La villa con due porte
di Vera Bekteshi

Vera Bekteshi è oggi un’affermata scrittrice albanese. Figlia di un generale dell’esercito, che è stato anche Direttore dell’Istituto di Studi Militari, durante il regime di Enver Hoxha, cresciuta a Tirana in quello che viene chiamato il “Blocco della dirigenza “, cioè il perimetro della capitale riservato agli alti papaveri del regime, divenne a un certo momento vittima dello stesso. E non per merito o demerito suo, giovane donna allora, studentessa di fisica all’università, bensì, semplicemente, per essere figlia di un uomo improvvisamente accusato di complottare contro Hoxha.
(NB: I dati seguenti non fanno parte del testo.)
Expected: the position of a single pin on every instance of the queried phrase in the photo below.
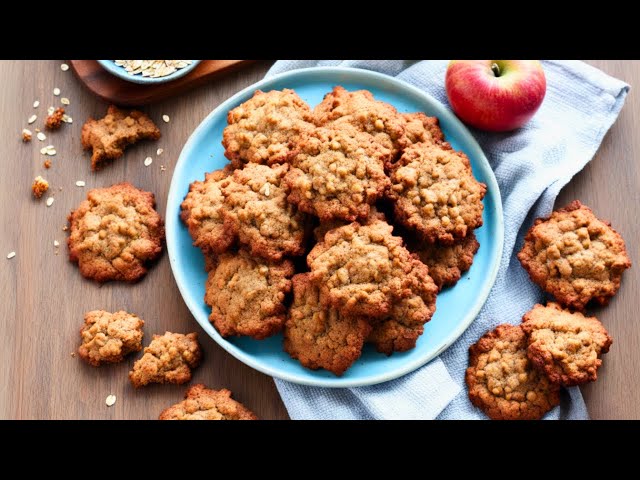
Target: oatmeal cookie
(201, 211)
(203, 404)
(257, 211)
(566, 346)
(321, 337)
(399, 332)
(446, 263)
(115, 233)
(265, 129)
(365, 113)
(108, 337)
(246, 295)
(338, 174)
(435, 193)
(501, 380)
(575, 257)
(364, 269)
(169, 358)
(109, 136)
Il padre venne arrestato e condannato, insieme a tutta la famiglia, moglie e figli compresi, all’isolamento in tre successivi villaggi dell’Albania, uno più sperduto dell’altro. Un internamento che sarebbe durato ben 16 anni, fino alla morte del dittatore e la caduta del regime, anni segnati dal cambiamento di status, ovviamente, e miseria e malattie, oltre che vessazioni di ogni tipo, a cominciare da un controllo asfissiante con microfoni nascosti nelle case in cui vivevano, in un uso contingentato dell’energia elettrica, dell’acqua, del latte (200 grammi a famiglia) e del lavoro coatto nei campi.